Stores all around the UK will participate in “Autism Hour” in an effort to raise awareness of autism. This event was organized by the National Autistic Society to help draw attention to the difficulties that people with autism can face in noisy environments.

This first started when an Asda superstore staged a quiet hour to help individuals with autism and individuals with disabilities shopping in May 2016. All music and display TVs were turned off and customers were given a map of the store, featuring pictures instead of words. Simon Lea, manager of the Asda Living store at the Cheetham Hill complex, came up with the idea to help people who were overwhelmed by noise and disturbance. Lea thought of the idea after seeing a boy with autism struggle to cope in the store in April 2016, and has since said that many other stores plan to follow his example.

Lea told the Manchester Evening News, “It went really well. The store was silent, and we had great feedback from the families who benefited. Now it will be a regular event for us – every Saturday.”

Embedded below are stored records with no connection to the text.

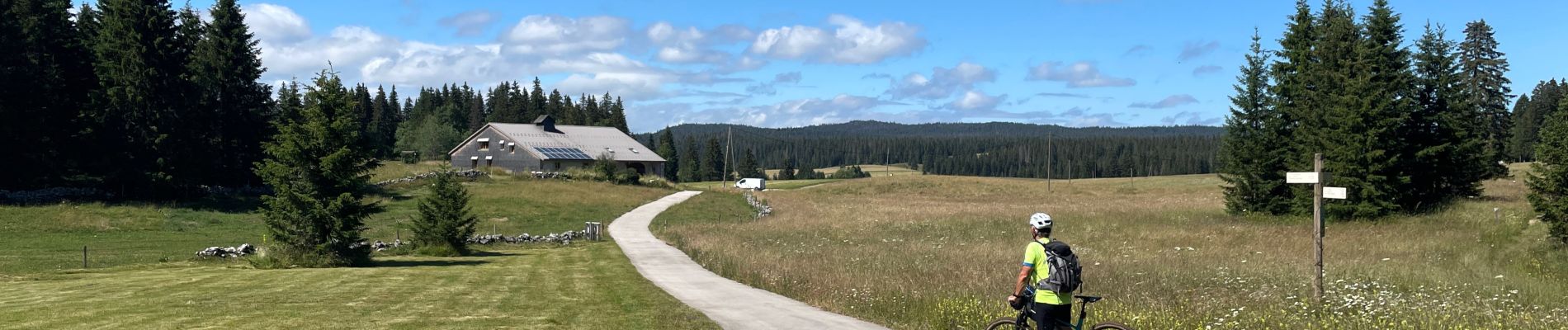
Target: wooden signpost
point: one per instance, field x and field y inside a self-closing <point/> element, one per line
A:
<point x="1319" y="193"/>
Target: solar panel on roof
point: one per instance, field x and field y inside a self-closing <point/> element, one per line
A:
<point x="562" y="153"/>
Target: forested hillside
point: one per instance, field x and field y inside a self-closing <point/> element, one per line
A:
<point x="994" y="149"/>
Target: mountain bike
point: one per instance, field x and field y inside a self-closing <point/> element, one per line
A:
<point x="1021" y="323"/>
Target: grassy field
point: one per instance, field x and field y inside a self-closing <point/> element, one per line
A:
<point x="576" y="286"/>
<point x="938" y="252"/>
<point x="50" y="237"/>
<point x="143" y="272"/>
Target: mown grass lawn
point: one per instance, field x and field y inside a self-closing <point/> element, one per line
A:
<point x="576" y="286"/>
<point x="143" y="272"/>
<point x="940" y="252"/>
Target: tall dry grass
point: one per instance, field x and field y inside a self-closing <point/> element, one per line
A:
<point x="938" y="252"/>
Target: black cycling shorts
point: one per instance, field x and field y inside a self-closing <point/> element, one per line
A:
<point x="1048" y="314"/>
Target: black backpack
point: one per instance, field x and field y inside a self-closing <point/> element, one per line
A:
<point x="1065" y="274"/>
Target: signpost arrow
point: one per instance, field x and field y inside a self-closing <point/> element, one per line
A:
<point x="1319" y="193"/>
<point x="1333" y="193"/>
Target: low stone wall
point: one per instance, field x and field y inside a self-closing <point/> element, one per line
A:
<point x="756" y="204"/>
<point x="228" y="252"/>
<point x="559" y="238"/>
<point x="470" y="174"/>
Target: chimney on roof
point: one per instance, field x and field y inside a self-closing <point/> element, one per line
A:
<point x="548" y="122"/>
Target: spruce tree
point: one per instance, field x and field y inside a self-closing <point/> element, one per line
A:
<point x="1449" y="162"/>
<point x="667" y="149"/>
<point x="557" y="104"/>
<point x="787" y="172"/>
<point x="46" y="78"/>
<point x="1485" y="88"/>
<point x="690" y="167"/>
<point x="1529" y="116"/>
<point x="141" y="94"/>
<point x="616" y="113"/>
<point x="228" y="64"/>
<point x="444" y="221"/>
<point x="1526" y="124"/>
<point x="714" y="166"/>
<point x="749" y="166"/>
<point x="1550" y="177"/>
<point x="319" y="172"/>
<point x="536" y="102"/>
<point x="475" y="118"/>
<point x="1250" y="162"/>
<point x="1294" y="92"/>
<point x="1383" y="110"/>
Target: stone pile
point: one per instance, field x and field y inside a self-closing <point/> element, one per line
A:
<point x="559" y="238"/>
<point x="228" y="252"/>
<point x="378" y="244"/>
<point x="756" y="204"/>
<point x="536" y="174"/>
<point x="470" y="174"/>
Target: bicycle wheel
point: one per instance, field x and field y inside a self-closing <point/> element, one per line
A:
<point x="1109" y="326"/>
<point x="1005" y="324"/>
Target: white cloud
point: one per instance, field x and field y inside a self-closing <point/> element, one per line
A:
<point x="1081" y="74"/>
<point x="850" y="43"/>
<point x="275" y="24"/>
<point x="975" y="101"/>
<point x="564" y="36"/>
<point x="470" y="22"/>
<point x="1137" y="50"/>
<point x="1167" y="102"/>
<point x="770" y="87"/>
<point x="1184" y="118"/>
<point x="1205" y="71"/>
<point x="1197" y="49"/>
<point x="942" y="82"/>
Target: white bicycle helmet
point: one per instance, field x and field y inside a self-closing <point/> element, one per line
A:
<point x="1040" y="221"/>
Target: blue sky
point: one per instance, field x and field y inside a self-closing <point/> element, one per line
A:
<point x="801" y="63"/>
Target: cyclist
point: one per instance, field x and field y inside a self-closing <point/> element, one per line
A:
<point x="1050" y="309"/>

In addition he shared, “It’s all about helping people really. Six months ago I would have said ‘control your child’ even though I’ve got children. But speaking to people with autism and disabled people has helped me think about how I can make it a better place to shop.”

This event in 2016 has now inspired stores all over the UK to participate in “Autism Hour.” In the first week of October of 2017, businesses will turn down music, reduce announcements, and dim lights to help create a calming and less intimidating environment for families and individuals with autism. Store workers have also been educated about autism and how they can provide support.

Some major retailers that are planning on participating are Clarks and Toys R Us.

As reported by Independent, research by the National Autistic Society shows that 79% of autistic people feel socially isolated and 64% avoid going to stores. In response, there has been a growing trend towards autism-friendly events in public places. A recent example would be the store Tesco trial an autism-friendly hour in its Crawley store in February of this year.